Por: Sergio Dahbar
La semana que se acaba Orson Welles hubiera cumplido cien años. El 6 de mayo para ser más exactos. Murió treinta años atrás (1985), pero su figura crece con el tiempo, quizás no en popularidad, pero sí en el ámbito del arte cinematográfico.
Hizo estallar el cine en mil pedazos en 1941, cuando apenas cumplía 25 años, no había pisado jamás un set de filmación y se atrevió a hacer una película (El ciudadano) que revolucionó el arte que lo contenía.

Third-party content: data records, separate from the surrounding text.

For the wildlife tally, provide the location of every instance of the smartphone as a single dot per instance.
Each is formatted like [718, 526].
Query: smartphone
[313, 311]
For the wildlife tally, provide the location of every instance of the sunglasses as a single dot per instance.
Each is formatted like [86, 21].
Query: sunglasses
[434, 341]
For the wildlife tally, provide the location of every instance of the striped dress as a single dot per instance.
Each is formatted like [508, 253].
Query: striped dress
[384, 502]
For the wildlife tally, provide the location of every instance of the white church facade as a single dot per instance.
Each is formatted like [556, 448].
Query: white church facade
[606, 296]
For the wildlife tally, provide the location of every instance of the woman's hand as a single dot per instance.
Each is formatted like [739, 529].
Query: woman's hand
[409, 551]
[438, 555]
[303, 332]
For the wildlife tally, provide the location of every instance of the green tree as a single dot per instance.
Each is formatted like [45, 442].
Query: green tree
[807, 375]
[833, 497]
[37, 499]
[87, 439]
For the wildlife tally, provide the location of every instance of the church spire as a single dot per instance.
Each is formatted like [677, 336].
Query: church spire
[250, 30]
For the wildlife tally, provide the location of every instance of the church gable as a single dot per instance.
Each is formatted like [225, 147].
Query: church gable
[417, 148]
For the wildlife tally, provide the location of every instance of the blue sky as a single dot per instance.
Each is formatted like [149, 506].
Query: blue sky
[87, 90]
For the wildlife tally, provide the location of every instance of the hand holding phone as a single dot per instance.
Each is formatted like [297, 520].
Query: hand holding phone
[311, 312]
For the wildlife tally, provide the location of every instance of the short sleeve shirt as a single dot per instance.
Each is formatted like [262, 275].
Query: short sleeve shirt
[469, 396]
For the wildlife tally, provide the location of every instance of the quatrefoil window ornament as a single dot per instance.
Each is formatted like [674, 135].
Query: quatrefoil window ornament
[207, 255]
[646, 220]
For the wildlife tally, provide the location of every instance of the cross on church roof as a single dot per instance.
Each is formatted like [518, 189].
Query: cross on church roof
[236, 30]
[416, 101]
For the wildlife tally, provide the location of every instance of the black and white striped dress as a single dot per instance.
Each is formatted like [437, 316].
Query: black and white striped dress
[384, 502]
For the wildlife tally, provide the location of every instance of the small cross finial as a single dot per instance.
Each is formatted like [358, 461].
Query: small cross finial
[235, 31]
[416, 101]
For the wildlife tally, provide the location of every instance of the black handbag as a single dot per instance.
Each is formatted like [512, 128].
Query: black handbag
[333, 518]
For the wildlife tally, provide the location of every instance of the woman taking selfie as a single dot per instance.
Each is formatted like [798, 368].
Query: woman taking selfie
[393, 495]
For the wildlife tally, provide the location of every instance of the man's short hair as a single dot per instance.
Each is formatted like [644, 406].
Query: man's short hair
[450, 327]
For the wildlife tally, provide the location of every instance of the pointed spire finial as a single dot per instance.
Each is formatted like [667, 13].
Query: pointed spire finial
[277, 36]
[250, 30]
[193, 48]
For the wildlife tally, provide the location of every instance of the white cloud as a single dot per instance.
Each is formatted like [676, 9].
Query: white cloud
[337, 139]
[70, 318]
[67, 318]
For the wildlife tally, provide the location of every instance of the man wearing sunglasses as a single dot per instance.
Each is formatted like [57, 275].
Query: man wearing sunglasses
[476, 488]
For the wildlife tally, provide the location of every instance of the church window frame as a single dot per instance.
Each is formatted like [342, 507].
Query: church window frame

Hay datos en la biografía de Welles que sorprenden porque se parecen demasiado a los de un personaje de película. Nació en 1915, hijo de un inventor y una pianista culta. Fue prodigio como tantos talentos musicales de la historia.
Podía ser actor, dibujante y narrador casual desde que empezó a hablar. Una curiosidad innata lo llevaba a responderse preguntas sofisticadas, pero además era arrogante y el exhibicionismo era una característica que sorprendía y que sus familiares supieron fomentar.
Como tantos niños prodigios, no había aprendido a sumar y restar, pero a los ocho años escribió un primer ensayo sobre la Historia Universal del Drama. Quienes lo conocían, incentivaban sus conversaciones de salón, la lectura de sus primeros escritos y su talento para la magia.
Del río caudaloso de su biografía quiero escoger un dato que siempre me ha llamado la atención. Por diferentes vías de conocimiento, el magnate de la prensa William Randolph Hearst sabía en 1940 que Orson Welles y el estudio RKO filmaban una película sobre un propietario de diarios sensacionalistas, y que ese empresario se le parecía.
Por su manía de grandeza, por su inconmensurable poder, y por intentar convertir a su amante en una artista célebre. Hearst había financiado por años la carrera cinematográfica de Marion Davis, para quien creó el sello Cosmopolitan. En El ciudadano, Kane financia la carrera de su amante y luego esposa, Susan. Demasiadas coincidencias apuntaban hacia un sólo potentado.
Se ha documentado ampliamente cómo la cadena de periódicos de Hearst silenció a Welles, al guionista Mankiewicz, y a la empresa productora RKO. El Radio City Music Hall anunció el estreno para el 14 de febrero de 1941, para luego cancelar ese compromiso sin explicación.
Los circuitos comerciales se negaron a exhibirla. Y el productor Louis B. Mayer intentó comprar los negativos por 842 mil dólares. Lo que había que sopesar seriamente, porque el film había costado 686.033 dólares.
La oferta, para suerte de aquellos que hacen listas de las mejores películas de todos los tiempos, fue rechazada por el protector de Welles, George Schaefer. Este fue el hombre que arriesgo su pellejo y su cargo para en 1941 la película no fuera vendida ni quemada, sino exhibida.
William Randolph Hearst y Orson Welles se encontraron una sola vez en un ascensor del Fairmont Hotel de San Francisco, la misma noche en que El ciudadano se estrenaba en esa ciudad. Hearst y el padre de Welles eran amigos, así que el director de cine se le presentó. Y le preguntó si no quería asistir al estreno de su primera película. Era una osadía, pero podía esperarse perfectamente de la irreverencia de Welles.
El magnate no respondió. Entonces Welles dijo: “Charles Foster Kane habría aceptado…”. Tampoco se escuchó respuesta dentro del ascensor. Pero era verdad. Porque Kane era Kane, el mismo que terminó la crónica de Jed Leland contra una mala cantante de ópera, aunque eso significara la ruptura de una amistad de vida. Algo para lo que Hearst no tenía agallas. Con dinero y poder resulta fácil censurar y acosar, pero muy difícil mirar a la gente de frente.